2009年5月1日金曜日

前途洋々 「第3の柱」

4,000万枚突破した「suica」と「PASMO」

 「Suica」と「PASMO」の発売枚数が4月5日で4000万枚を突破した。JR東日本は、このスイカ事業を本来の鉄道事業、駅と鉄道に関連した生活サービス事業に次いで「第3の柱」と位置づけている。「改札」の変革から思わぬ発展へ、である。 
 スイカのサービスが始まったのは、2001年11月18日だった。新宿駅南口でオープニングセレモニーが行われ、東京圏424駅で一斉に導入された。 
 その後、04年3月22日に電子マネーサービスを始め、07年3月18日からは「PASMO」が登場し、首都圏ではカード1枚でJRも私鉄も都営も改札が「タッチ・アンド・ゴー」となって、便利になった。 

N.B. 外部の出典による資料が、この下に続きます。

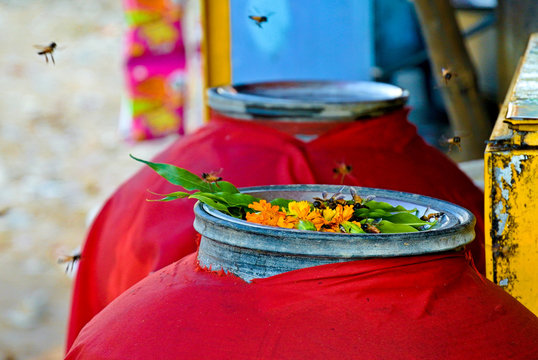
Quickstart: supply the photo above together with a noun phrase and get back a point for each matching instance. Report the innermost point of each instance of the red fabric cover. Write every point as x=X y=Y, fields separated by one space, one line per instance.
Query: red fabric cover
x=421 y=307
x=132 y=237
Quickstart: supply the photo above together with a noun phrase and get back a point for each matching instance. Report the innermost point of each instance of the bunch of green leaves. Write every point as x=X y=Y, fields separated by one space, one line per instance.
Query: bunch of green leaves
x=390 y=219
x=221 y=195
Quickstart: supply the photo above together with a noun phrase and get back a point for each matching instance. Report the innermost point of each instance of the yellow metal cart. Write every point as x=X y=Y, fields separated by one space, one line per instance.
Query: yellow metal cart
x=511 y=186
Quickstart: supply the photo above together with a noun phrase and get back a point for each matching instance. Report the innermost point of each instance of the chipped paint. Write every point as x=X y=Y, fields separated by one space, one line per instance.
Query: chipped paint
x=511 y=187
x=516 y=161
x=502 y=216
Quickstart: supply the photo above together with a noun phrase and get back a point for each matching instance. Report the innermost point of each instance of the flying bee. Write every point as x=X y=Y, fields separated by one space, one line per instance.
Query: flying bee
x=356 y=198
x=331 y=203
x=342 y=169
x=71 y=260
x=212 y=177
x=370 y=228
x=447 y=74
x=44 y=50
x=451 y=142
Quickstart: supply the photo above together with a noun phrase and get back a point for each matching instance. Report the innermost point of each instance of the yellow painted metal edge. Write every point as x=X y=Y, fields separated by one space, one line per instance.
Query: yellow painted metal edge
x=511 y=206
x=216 y=45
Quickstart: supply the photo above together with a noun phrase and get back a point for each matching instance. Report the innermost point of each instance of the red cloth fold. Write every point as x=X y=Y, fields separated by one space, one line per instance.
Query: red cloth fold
x=131 y=237
x=421 y=307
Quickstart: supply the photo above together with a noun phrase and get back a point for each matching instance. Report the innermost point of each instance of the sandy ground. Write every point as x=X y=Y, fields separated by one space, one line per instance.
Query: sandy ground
x=60 y=157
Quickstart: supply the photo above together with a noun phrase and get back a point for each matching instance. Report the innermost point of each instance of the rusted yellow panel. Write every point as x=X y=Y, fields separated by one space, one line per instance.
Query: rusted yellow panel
x=216 y=44
x=512 y=245
x=511 y=187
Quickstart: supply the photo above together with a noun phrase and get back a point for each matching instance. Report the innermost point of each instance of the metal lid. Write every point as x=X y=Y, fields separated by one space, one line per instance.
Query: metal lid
x=250 y=250
x=307 y=100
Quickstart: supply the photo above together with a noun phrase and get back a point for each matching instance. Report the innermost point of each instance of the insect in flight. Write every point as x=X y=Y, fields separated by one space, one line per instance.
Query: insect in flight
x=71 y=260
x=342 y=170
x=260 y=19
x=447 y=74
x=451 y=142
x=44 y=50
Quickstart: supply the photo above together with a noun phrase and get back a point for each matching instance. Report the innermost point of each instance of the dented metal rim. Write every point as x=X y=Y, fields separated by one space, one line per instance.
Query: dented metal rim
x=307 y=100
x=227 y=241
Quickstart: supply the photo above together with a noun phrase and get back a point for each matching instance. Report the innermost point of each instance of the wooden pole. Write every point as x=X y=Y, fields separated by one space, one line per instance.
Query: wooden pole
x=466 y=111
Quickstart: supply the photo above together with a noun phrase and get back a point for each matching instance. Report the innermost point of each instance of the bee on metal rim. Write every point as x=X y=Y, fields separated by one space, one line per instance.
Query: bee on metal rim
x=430 y=216
x=447 y=74
x=71 y=260
x=44 y=50
x=212 y=177
x=342 y=169
x=370 y=228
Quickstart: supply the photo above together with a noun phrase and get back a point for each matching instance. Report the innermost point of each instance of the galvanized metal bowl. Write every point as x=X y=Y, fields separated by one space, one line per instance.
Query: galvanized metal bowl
x=251 y=250
x=307 y=101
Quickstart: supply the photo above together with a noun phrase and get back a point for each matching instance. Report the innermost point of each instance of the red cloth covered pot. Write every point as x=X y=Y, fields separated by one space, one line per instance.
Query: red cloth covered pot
x=418 y=307
x=131 y=237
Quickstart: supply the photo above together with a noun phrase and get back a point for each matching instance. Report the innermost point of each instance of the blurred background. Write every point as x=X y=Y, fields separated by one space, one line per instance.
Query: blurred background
x=60 y=156
x=62 y=153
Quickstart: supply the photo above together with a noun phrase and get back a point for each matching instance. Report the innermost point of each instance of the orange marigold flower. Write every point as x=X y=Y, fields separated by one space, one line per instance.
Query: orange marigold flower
x=287 y=222
x=316 y=218
x=299 y=209
x=263 y=205
x=268 y=214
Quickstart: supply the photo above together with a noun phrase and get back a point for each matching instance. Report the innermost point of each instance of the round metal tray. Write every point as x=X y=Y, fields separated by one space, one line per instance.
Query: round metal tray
x=252 y=251
x=307 y=99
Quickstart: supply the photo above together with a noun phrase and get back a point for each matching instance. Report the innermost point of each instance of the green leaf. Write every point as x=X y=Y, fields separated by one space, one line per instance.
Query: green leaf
x=227 y=187
x=388 y=227
x=178 y=176
x=374 y=205
x=352 y=228
x=305 y=225
x=237 y=199
x=406 y=218
x=171 y=196
x=282 y=203
x=362 y=212
x=203 y=197
x=378 y=213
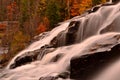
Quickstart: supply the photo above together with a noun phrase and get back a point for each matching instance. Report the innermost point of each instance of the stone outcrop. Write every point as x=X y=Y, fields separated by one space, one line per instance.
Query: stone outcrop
x=86 y=66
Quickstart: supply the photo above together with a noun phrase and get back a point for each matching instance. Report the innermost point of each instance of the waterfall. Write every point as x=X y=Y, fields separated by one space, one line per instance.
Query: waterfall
x=48 y=58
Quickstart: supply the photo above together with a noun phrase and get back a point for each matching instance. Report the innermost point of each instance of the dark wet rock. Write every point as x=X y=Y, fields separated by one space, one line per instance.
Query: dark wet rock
x=25 y=58
x=94 y=9
x=115 y=1
x=31 y=56
x=56 y=58
x=86 y=66
x=72 y=31
x=64 y=75
x=48 y=78
x=66 y=37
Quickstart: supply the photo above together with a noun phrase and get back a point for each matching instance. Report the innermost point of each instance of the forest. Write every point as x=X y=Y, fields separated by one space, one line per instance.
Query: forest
x=21 y=20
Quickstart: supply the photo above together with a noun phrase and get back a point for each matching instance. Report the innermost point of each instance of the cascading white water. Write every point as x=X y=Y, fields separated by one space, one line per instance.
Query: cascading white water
x=97 y=32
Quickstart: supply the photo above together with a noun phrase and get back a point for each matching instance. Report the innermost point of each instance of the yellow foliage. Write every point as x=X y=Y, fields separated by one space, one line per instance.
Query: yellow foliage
x=84 y=5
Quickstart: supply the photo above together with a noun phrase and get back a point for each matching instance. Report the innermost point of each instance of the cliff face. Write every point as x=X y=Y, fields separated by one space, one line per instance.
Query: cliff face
x=90 y=41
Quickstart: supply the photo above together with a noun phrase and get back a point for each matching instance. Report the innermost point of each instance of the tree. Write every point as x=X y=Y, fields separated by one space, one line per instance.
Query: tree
x=53 y=12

 で、08年1月に「Suica」と「PASMO」の発売枚数が3000万枚を超えた。その伸びはさらに加速して、4月5日現在で4003万枚(Suica2812万枚、PASMO1191万枚)となっている。 
 「改札」の変革から思わぬ発展へ、という表現は2月2日、交通協力会が主催した交通シンポジウム「鉄道の将来展望―技術と経営はどうあるべきか」の中で、JR東日本の大和田徹常務のスライドにあった。 

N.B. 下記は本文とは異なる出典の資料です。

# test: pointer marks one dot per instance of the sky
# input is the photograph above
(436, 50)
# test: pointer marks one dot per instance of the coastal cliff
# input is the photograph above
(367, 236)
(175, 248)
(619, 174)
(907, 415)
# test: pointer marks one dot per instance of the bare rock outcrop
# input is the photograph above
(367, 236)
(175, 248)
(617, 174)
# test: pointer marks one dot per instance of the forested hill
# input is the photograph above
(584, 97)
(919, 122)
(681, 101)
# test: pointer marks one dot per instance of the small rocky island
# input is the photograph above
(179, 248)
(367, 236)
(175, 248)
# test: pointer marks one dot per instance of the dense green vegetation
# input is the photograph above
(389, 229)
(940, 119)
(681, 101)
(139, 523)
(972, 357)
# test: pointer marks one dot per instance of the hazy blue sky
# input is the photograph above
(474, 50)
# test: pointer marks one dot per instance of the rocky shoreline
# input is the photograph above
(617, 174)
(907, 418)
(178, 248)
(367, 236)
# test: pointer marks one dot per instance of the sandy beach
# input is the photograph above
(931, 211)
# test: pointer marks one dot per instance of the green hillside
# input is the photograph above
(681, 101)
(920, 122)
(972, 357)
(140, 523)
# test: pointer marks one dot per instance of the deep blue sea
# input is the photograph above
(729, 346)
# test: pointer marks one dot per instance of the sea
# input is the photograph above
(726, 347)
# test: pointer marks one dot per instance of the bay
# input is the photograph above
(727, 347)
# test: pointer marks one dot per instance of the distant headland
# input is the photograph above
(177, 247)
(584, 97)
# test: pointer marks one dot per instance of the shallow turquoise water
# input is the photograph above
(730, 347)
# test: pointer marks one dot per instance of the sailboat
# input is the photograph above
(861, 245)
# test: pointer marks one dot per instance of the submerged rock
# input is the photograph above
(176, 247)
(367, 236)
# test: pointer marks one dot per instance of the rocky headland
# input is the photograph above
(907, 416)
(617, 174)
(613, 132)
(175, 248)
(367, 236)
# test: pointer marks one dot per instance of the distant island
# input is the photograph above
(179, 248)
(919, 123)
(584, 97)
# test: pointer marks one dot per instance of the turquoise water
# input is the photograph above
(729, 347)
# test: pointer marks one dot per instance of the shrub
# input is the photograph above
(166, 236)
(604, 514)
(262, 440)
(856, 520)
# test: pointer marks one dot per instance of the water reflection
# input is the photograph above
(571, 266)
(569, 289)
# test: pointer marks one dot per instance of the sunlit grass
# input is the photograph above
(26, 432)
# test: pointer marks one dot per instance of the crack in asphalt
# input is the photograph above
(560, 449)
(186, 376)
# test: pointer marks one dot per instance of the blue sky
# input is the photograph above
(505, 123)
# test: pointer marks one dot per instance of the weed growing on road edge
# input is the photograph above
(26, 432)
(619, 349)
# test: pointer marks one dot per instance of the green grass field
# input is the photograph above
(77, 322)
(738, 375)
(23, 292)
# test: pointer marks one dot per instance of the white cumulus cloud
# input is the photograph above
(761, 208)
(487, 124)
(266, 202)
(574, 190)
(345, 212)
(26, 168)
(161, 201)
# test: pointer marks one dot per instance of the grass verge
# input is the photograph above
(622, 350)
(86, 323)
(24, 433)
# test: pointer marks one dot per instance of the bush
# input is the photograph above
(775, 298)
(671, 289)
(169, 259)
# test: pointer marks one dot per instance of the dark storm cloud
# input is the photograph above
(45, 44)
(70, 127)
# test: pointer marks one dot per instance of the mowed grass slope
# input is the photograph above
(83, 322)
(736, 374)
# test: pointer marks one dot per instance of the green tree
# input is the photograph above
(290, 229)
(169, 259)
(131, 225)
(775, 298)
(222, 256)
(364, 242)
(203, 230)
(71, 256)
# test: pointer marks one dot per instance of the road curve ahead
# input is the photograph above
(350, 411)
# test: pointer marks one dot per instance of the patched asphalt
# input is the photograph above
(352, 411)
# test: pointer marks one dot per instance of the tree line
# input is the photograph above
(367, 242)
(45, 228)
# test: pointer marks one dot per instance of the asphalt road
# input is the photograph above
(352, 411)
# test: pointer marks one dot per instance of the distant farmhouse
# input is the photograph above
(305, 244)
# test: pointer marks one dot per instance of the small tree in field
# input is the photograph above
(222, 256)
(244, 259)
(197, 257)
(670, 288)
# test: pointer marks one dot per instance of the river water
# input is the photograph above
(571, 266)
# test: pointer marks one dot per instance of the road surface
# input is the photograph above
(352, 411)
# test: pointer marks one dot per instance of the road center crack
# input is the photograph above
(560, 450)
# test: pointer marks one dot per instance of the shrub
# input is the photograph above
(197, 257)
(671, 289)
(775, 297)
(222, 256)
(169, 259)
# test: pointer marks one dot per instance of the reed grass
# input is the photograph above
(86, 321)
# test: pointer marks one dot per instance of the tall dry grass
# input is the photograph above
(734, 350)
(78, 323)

 改札係の駅員がカチャカチャと芸術的な音を響かせながら乗客の切符を切っていたのは、そう昔ではない。そういえば切符を乗客に持たせたまま入鋏する、改札係の「持たせ切り」が問題になったこともあった。 
 自動改札は私鉄が先行していて「国鉄のような広いネットワークを持つ鉄道では自動改札は無理だ」というのが常識になっていた。山之内秀一郎著『JRはなぜ変われたか』によると、自動改札の導入はキセル防止になるのではないか、その損失額を年間300億円、売上にすると6000億円を失っていると試算。「自動改札は採算のあう設備投資」となったというのだ。 
 JR東日本が始めたのは90年。しかし、定期券の乗客はいちいちケースから出さなくてはならない、今から思えば大変不便なものだった。むろんすでにスイカの開発は進められていた。その功労者は三木彬生(現神奈川臨海鉄道㈱特別顧問)、椎橋章夫(JR東日本執行役員IT・Suica事業本部副本部長)氏らだが、詳しくはJR東日本のHPの研究開発ストーリー「Suica誕生」をお読みいただきたい。 

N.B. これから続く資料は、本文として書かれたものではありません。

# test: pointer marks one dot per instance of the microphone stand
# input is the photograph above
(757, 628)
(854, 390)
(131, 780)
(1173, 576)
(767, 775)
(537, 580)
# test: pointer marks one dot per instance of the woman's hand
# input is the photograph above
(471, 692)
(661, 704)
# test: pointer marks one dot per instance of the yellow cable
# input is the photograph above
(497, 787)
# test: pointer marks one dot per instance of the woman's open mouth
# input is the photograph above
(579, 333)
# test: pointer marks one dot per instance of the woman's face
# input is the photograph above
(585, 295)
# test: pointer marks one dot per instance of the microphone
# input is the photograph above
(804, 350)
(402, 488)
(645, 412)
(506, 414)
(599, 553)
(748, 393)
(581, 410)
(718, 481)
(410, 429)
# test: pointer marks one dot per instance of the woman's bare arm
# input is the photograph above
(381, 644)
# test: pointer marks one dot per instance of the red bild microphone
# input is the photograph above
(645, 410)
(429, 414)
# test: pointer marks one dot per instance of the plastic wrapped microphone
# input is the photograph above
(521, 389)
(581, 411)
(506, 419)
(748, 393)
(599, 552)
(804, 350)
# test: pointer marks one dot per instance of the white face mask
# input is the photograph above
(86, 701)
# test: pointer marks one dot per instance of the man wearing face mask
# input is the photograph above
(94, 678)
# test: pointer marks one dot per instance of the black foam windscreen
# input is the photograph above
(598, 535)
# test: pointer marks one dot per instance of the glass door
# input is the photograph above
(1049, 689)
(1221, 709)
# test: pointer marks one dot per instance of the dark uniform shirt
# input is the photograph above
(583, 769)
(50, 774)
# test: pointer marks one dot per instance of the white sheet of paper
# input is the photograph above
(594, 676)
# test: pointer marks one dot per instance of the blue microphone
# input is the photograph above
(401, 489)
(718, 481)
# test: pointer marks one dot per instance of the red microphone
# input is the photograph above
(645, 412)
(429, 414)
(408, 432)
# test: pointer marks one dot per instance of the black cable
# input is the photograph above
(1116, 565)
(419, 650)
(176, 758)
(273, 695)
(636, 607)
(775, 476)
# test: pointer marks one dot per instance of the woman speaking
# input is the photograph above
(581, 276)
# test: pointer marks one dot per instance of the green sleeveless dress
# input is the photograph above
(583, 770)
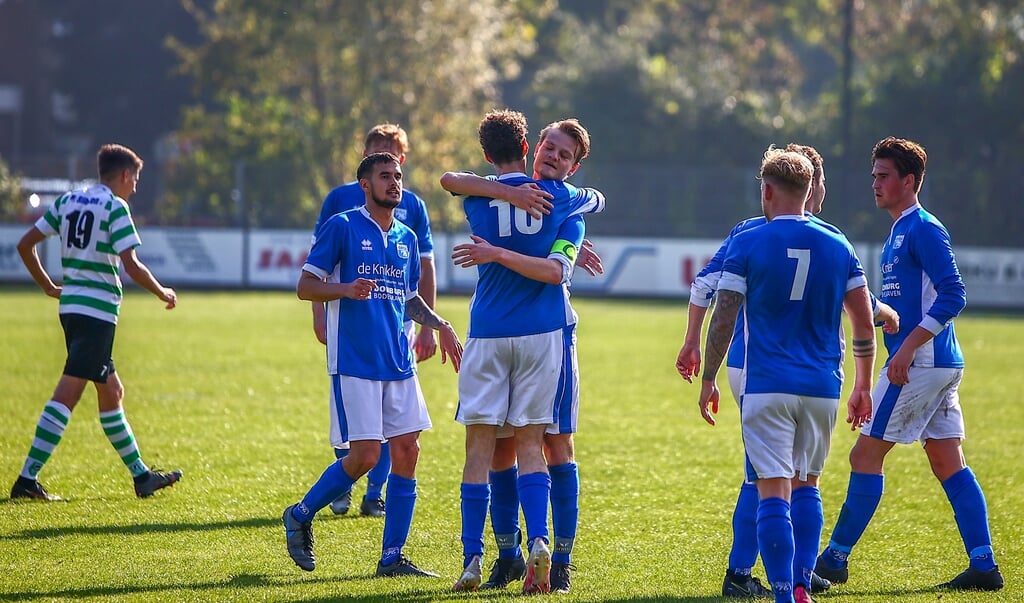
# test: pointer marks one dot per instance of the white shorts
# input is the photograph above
(511, 380)
(337, 439)
(786, 435)
(366, 410)
(927, 407)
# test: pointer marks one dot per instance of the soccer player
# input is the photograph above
(521, 336)
(792, 276)
(366, 266)
(739, 582)
(916, 396)
(97, 235)
(562, 145)
(412, 211)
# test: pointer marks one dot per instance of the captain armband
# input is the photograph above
(863, 348)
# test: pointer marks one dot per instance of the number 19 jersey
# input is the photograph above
(94, 226)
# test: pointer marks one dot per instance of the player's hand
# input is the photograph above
(529, 197)
(859, 407)
(358, 289)
(425, 344)
(451, 346)
(709, 400)
(688, 361)
(899, 368)
(589, 260)
(474, 254)
(169, 296)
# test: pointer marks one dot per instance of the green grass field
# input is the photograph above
(230, 387)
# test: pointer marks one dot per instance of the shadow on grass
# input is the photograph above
(49, 532)
(235, 583)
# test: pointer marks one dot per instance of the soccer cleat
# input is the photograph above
(742, 587)
(471, 576)
(560, 579)
(975, 579)
(538, 568)
(341, 505)
(835, 576)
(31, 488)
(818, 584)
(800, 595)
(152, 481)
(372, 508)
(401, 566)
(504, 572)
(299, 535)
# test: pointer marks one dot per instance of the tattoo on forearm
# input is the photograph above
(863, 348)
(720, 332)
(418, 310)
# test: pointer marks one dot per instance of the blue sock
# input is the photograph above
(474, 515)
(775, 542)
(332, 483)
(808, 519)
(505, 512)
(564, 509)
(378, 475)
(862, 498)
(743, 554)
(535, 490)
(398, 519)
(971, 513)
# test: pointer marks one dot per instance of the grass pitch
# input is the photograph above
(230, 387)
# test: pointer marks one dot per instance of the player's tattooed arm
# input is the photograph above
(723, 321)
(419, 311)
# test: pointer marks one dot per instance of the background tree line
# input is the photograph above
(680, 96)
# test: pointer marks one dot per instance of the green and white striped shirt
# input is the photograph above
(94, 226)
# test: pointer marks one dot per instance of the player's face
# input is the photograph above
(555, 157)
(385, 184)
(890, 190)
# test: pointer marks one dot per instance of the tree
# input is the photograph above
(296, 89)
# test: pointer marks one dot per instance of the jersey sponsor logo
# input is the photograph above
(381, 270)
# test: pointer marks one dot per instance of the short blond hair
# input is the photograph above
(390, 135)
(787, 170)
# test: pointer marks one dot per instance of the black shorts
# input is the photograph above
(90, 346)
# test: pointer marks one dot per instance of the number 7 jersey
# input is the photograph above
(506, 303)
(94, 226)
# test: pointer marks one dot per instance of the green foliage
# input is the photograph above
(230, 388)
(11, 202)
(296, 89)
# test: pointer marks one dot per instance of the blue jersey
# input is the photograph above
(706, 283)
(366, 338)
(795, 274)
(506, 303)
(921, 281)
(412, 211)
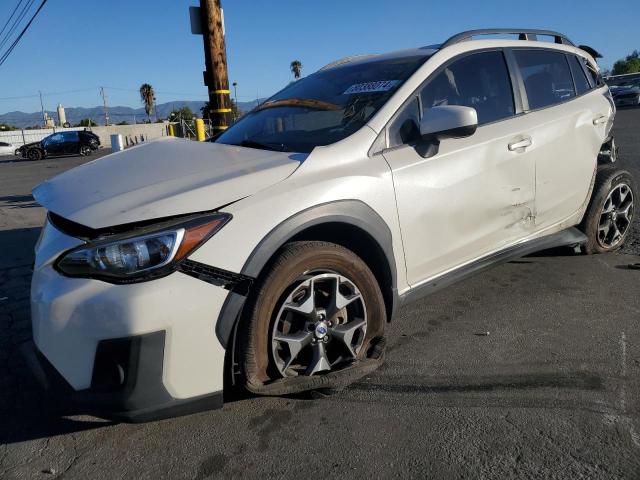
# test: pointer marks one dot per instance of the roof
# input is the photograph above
(523, 34)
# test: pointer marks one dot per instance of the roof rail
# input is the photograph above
(349, 59)
(523, 34)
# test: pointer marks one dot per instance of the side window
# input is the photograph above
(579, 78)
(71, 136)
(480, 80)
(546, 75)
(55, 138)
(595, 79)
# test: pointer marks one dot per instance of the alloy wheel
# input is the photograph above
(320, 326)
(616, 216)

 香港では97年9月からオクトパスを導入していた。カードにICチップが内蔵されていて、地下鉄もバスも自動改札装置にかざすだけで通過できるうえ、ショッピングにも利用されていた。今のスイカと同じ機能を持っていたのである。 
 香港に負けてはいられないというものの、ICカードは磁気券と比べ一桁高かったという。実用化に向け弾みがついたのは「1枚500円のデポジットをお預かりする」というアイデアにあったと、山之内さんは書いている。 
 大和田常務の発表によると、スイカ事業は「グループ経営ビジョン2020―挑む―」で経営の第3の柱として確立させる、とある。スイカは乗車券の機能や、駅ナカで買物をするときの電子マネー機能、クレジットカードや携帯電話との一体化のほか、個別認証機能を持つことからオフィスビルへの入退館、商店のサービスポイント制などにも活用できる。そのうえチップにはまだ他に機能を載せる「空き」があり、「さらなるビジネス展開」も可能という。 
 駅の券売機もそうたくさん必要なくなり、駅構内のスペースの再編で新たなサービスを提供することが可能だ。将来的には駅空間全体がモデルチェンジされる。 
 そして「ライフスタイルに革命」をもたらし、「Suicaシステム」が社会インフラ化される、と大和田常務は胸を張った。